In rural Nova Scotia, a proposed trail is predicted to attract 160,000 users per year. Because motorized vehicle use is expected to diminish the quality of non-motorized users’ experience, allowing all-terrain vehicles on the trail is predicted to cut the number of total visits in half.


This research is relevant for those considering different user management strategies and potentially competing uses.


This study is based in the Annapolis Valley of Nova Scotia, Canada. Roughly 10,000 people live within 1 kilometer of the proposed trail.

Trail Type

The proposed 15 kilometer trail would run next to an active rail line, through rural agricultural land and small towns.


The purpose of this study is to evaluate the compatibility of motorized and non-motorized uses on a proposed trail, looking specifically at how allowing ATV access might affect the experience and use levels of non-motorized users. This study complements related research on the potential health benefits of the same trail.

The authors are university faculty; no specific sponsor or funding source was identified.

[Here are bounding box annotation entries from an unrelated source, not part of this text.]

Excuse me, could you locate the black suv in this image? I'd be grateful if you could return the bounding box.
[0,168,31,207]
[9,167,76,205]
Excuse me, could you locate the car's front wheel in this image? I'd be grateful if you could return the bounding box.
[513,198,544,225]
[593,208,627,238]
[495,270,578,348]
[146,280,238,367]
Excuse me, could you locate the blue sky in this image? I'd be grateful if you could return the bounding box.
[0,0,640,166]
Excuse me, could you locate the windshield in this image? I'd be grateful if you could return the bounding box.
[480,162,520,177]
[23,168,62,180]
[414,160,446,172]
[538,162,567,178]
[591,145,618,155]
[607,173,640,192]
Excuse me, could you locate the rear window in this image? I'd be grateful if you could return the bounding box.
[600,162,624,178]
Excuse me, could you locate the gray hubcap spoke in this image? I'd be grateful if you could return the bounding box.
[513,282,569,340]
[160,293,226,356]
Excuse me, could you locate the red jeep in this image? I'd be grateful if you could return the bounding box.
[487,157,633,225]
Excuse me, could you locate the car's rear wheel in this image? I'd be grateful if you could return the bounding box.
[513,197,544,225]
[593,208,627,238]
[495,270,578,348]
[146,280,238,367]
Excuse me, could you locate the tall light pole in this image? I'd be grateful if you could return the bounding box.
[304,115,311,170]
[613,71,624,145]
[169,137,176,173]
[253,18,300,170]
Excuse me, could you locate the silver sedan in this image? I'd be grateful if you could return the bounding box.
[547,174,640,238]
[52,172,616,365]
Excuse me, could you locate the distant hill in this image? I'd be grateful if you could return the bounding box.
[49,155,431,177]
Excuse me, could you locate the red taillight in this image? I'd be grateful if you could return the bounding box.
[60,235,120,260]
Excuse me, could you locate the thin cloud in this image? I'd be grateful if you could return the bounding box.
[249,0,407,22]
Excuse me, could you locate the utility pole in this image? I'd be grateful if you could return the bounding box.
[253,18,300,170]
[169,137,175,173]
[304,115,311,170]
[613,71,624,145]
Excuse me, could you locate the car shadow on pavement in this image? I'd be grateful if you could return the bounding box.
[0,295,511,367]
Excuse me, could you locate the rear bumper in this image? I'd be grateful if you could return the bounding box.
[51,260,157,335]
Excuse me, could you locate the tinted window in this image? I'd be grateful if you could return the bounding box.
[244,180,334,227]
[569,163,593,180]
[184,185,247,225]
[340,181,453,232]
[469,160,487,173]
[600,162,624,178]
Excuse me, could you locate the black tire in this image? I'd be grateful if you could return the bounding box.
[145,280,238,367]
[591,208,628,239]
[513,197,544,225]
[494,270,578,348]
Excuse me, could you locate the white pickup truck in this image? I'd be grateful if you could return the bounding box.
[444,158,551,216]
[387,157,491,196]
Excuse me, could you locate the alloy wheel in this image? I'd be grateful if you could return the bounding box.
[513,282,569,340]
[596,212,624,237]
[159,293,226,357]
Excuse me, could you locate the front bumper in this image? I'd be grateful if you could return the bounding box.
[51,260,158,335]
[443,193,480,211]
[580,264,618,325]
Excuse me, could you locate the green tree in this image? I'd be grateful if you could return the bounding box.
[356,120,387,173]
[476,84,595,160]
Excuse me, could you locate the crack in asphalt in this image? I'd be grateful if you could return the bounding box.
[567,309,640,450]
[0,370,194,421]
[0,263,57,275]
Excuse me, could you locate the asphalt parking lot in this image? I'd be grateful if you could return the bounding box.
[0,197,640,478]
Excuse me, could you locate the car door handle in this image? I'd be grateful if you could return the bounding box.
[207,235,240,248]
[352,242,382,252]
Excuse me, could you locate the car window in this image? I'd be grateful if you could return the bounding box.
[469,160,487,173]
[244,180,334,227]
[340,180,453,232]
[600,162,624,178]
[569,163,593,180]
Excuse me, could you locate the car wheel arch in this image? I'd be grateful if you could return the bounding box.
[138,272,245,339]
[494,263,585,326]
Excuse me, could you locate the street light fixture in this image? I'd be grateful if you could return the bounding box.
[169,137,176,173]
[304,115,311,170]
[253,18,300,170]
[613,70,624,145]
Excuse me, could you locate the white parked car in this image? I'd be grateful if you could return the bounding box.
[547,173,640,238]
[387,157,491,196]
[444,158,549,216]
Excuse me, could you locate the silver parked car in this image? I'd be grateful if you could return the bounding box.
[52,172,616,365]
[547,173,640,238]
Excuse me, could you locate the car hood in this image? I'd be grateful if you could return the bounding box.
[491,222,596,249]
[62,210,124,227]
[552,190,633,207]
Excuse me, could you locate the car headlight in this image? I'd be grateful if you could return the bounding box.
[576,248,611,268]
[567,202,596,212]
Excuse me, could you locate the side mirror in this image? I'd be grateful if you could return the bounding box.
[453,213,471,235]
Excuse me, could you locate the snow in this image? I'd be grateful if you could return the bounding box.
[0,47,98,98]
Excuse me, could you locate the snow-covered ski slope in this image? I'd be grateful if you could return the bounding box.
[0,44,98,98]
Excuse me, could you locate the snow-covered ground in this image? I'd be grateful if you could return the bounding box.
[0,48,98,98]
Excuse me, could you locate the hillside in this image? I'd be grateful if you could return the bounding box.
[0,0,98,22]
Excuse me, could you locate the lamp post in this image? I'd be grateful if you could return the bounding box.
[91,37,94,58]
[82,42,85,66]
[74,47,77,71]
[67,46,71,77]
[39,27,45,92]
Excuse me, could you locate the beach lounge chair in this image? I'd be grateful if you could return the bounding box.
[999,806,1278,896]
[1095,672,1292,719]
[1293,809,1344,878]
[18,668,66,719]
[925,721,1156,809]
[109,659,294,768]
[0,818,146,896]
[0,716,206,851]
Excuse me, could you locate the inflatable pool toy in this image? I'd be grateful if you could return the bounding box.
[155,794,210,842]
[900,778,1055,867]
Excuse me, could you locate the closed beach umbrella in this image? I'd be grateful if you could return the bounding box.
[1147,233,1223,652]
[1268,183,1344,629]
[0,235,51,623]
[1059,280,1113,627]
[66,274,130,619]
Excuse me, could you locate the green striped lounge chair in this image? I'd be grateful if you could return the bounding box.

  • The model predicts approximately 160,000 trips on the trail each year.
  • Allowing ATV use is predicted to decrease trail use for a person living near the trail from one or two times per week to one or two to once per month.
  • Those living far from the trail, both urban and rural, are predicted to take relatively few trips. Their overall number of trips would be only slightly affected by allowing ATV access.
  • Any ATV access is predicted to decrease non-motorized use, regardless of whether it is unrestricted or allowed, but restricted.
  • A paved trail is likely to increase bicycle and pedestrian uses, and decrease ATV use.

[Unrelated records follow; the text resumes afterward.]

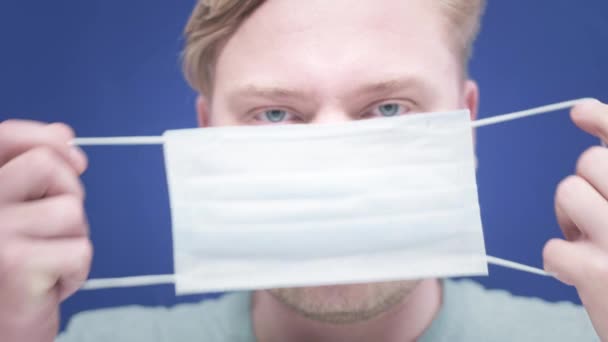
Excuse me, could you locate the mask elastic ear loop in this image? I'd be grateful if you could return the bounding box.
[471,98,593,128]
[80,255,553,290]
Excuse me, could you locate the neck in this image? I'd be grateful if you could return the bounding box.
[252,279,441,342]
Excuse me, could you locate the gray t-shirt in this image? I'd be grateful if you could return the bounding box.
[57,280,599,342]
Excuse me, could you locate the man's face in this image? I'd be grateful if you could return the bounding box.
[199,0,476,322]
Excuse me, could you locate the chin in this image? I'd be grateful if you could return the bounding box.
[269,281,419,324]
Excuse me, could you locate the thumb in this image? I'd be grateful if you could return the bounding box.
[543,239,606,290]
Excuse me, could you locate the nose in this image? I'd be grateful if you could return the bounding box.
[311,108,355,124]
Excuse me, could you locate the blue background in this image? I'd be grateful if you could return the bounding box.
[0,0,608,332]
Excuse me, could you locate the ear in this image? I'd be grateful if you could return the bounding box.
[196,95,209,127]
[464,80,479,121]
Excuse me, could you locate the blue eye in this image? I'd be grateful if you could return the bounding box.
[264,109,287,122]
[378,103,401,116]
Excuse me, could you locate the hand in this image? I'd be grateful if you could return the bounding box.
[543,101,608,341]
[0,120,92,342]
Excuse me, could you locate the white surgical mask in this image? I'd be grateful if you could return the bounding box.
[75,101,592,294]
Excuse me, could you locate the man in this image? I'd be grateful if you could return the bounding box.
[0,0,608,342]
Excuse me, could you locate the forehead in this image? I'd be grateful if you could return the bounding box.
[214,0,456,93]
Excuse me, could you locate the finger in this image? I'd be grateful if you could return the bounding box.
[20,238,93,299]
[555,176,608,247]
[570,100,608,142]
[555,197,585,241]
[0,120,87,174]
[0,195,88,241]
[0,147,84,203]
[543,239,608,336]
[576,146,608,199]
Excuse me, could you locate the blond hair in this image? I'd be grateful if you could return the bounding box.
[182,0,486,94]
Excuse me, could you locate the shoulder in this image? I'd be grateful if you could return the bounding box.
[428,280,598,341]
[56,293,252,342]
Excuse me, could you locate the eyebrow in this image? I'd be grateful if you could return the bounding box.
[229,77,431,102]
[230,84,309,101]
[349,77,431,98]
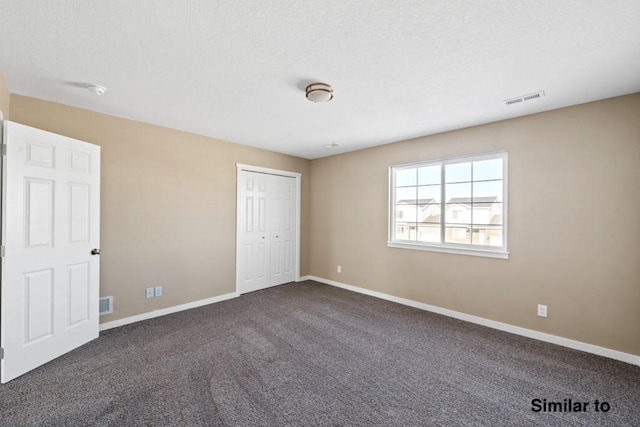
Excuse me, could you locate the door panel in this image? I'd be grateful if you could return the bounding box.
[0,122,100,383]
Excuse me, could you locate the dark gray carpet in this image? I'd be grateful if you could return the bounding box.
[0,282,640,426]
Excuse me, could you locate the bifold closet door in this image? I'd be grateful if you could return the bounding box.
[236,170,297,293]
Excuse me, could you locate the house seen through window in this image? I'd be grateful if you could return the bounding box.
[389,152,507,258]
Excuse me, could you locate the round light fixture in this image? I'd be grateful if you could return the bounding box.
[306,83,333,102]
[87,84,107,96]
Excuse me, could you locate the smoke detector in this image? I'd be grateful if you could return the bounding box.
[87,84,107,96]
[305,83,333,102]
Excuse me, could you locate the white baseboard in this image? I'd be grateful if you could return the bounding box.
[301,276,640,366]
[100,292,240,331]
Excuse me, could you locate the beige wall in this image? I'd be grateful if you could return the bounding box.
[0,73,11,120]
[11,94,310,322]
[309,94,640,355]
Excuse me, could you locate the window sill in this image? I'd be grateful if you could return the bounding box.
[387,242,509,259]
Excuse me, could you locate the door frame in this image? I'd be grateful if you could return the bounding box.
[235,163,302,295]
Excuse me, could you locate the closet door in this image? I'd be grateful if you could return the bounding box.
[269,175,296,286]
[236,170,298,294]
[236,171,271,293]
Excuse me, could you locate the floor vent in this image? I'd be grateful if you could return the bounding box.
[504,90,544,105]
[100,297,113,316]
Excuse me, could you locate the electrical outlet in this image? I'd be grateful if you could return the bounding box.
[538,304,547,317]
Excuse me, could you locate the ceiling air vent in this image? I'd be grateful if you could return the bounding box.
[504,90,544,105]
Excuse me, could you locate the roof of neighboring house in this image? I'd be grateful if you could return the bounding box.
[396,199,436,205]
[447,196,498,205]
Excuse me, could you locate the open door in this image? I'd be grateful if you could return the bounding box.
[0,121,100,383]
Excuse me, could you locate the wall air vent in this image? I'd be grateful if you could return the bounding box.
[504,90,544,105]
[100,297,113,316]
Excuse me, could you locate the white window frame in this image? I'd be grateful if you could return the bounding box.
[387,151,509,259]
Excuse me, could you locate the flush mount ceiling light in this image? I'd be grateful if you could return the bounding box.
[87,84,107,96]
[306,83,333,102]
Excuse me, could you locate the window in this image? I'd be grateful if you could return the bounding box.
[387,152,508,258]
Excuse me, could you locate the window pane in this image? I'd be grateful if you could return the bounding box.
[446,204,471,224]
[418,185,440,204]
[473,203,502,225]
[472,226,502,246]
[444,224,471,244]
[444,163,471,183]
[473,180,502,203]
[396,205,418,222]
[418,204,441,224]
[396,187,417,204]
[396,222,415,240]
[418,224,440,243]
[444,182,471,203]
[473,159,502,181]
[396,168,417,187]
[418,165,441,185]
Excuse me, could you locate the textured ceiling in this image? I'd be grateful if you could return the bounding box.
[0,0,640,158]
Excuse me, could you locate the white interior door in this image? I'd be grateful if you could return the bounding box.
[269,175,296,286]
[236,171,270,293]
[0,122,100,383]
[236,169,300,293]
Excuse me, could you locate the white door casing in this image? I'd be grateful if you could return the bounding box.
[0,122,100,383]
[236,165,301,294]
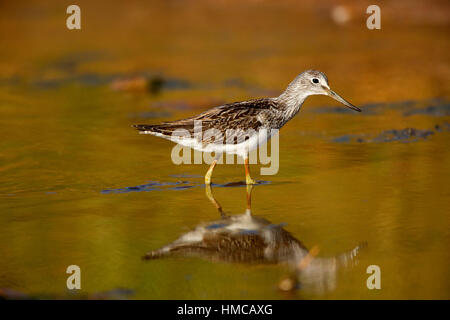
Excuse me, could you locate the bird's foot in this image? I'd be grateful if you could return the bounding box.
[245,176,256,184]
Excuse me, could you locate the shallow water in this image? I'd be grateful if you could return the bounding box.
[0,2,450,299]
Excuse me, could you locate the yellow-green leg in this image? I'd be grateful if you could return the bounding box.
[244,158,256,184]
[205,159,217,185]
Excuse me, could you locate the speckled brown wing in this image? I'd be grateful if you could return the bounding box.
[135,99,276,144]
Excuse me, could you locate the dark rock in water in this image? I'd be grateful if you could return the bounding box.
[333,126,442,143]
[372,128,434,142]
[403,103,450,117]
[434,122,450,132]
[333,134,352,143]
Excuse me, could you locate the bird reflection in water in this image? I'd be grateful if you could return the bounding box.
[143,185,363,293]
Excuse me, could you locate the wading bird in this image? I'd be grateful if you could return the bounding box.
[134,70,361,185]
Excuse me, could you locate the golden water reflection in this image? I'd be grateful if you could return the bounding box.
[143,185,365,293]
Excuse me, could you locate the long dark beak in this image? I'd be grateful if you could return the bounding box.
[322,86,361,112]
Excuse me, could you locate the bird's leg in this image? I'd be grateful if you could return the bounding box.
[205,154,222,185]
[244,157,256,184]
[205,184,226,218]
[246,184,253,215]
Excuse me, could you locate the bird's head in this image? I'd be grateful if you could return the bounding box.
[283,70,361,112]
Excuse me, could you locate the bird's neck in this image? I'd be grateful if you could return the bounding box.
[276,88,308,120]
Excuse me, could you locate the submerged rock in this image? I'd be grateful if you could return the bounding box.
[332,122,450,143]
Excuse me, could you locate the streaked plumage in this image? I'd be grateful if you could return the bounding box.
[134,70,361,184]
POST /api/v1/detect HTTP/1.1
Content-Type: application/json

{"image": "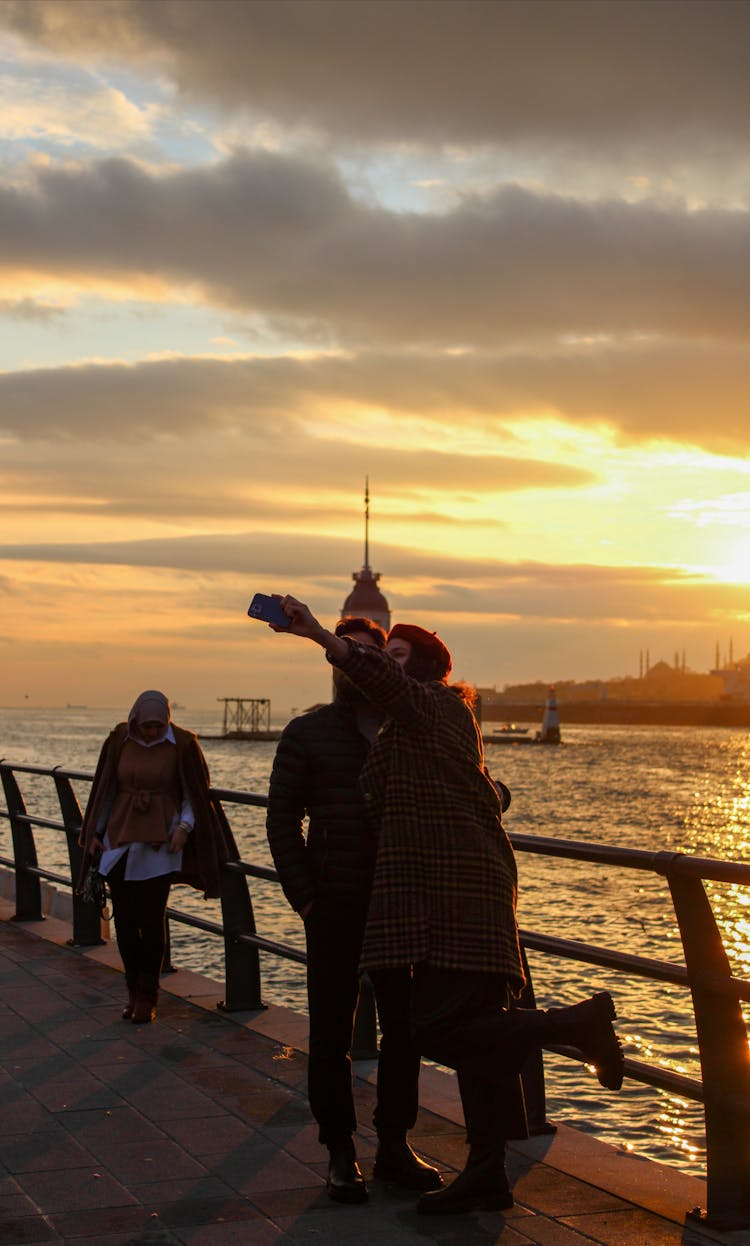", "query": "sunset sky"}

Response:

The authors used a mail survey, sent to a random sample of Nova Scotia residents. They broke the sample into three groups: local residents near the trail, rural residents up to 200 kilometers away from the trail, and urban Halifax residents.

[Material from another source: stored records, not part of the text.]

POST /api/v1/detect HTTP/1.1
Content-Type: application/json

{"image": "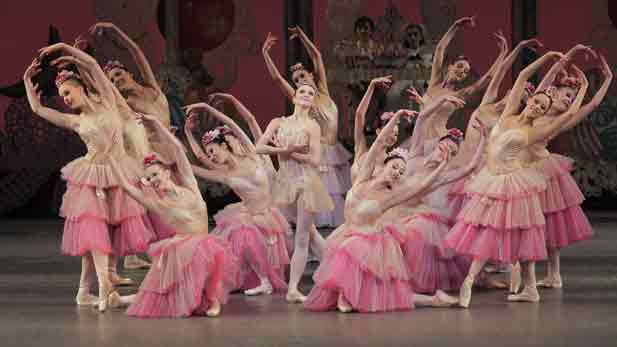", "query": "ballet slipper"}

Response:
[336,293,353,313]
[124,255,152,270]
[244,282,273,296]
[458,276,474,308]
[432,290,458,307]
[75,287,99,306]
[285,291,306,304]
[510,263,522,294]
[508,286,540,302]
[206,300,221,317]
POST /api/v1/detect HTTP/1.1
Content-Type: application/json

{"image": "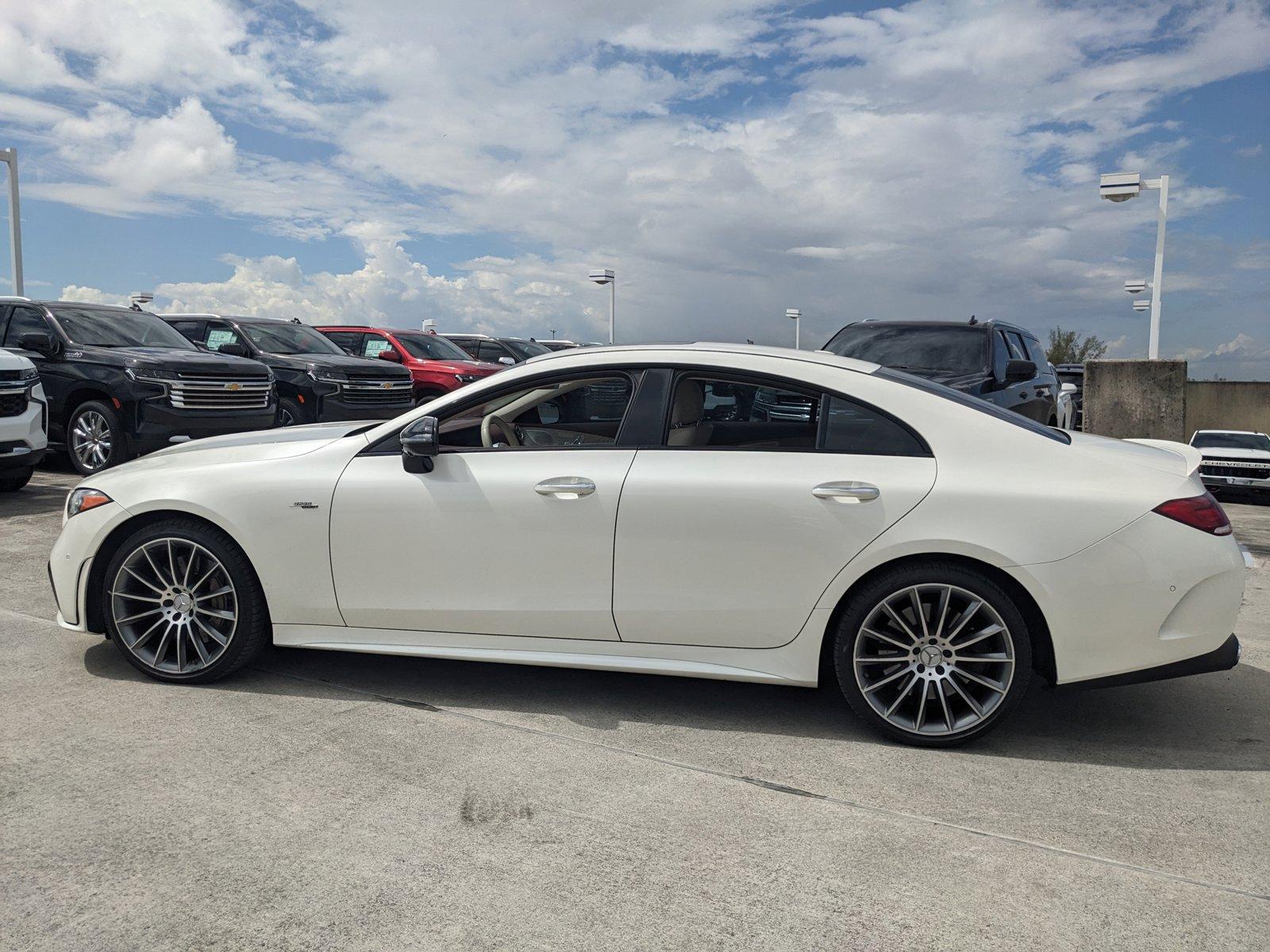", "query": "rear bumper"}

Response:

The survey used a “contingent trip” method, which asks respondents to estimate the number of trips they would take to the trail under different ATV management scenarios: a complete ban, restricted access, or unrestricted access. Respondents were also asked questions related to current ATV use, demographics, and physical activity. The authors used statistical models to identify the effect of ATV management strategies on predicted levels of use, holding demographics and distance from the trail constant.


Janmaat, J. and B. VanBlarcom. 2009. “Impact of all-terrain vehicle access on the demand for a proposed trail.” Managing Leisure 14(1): 57-70.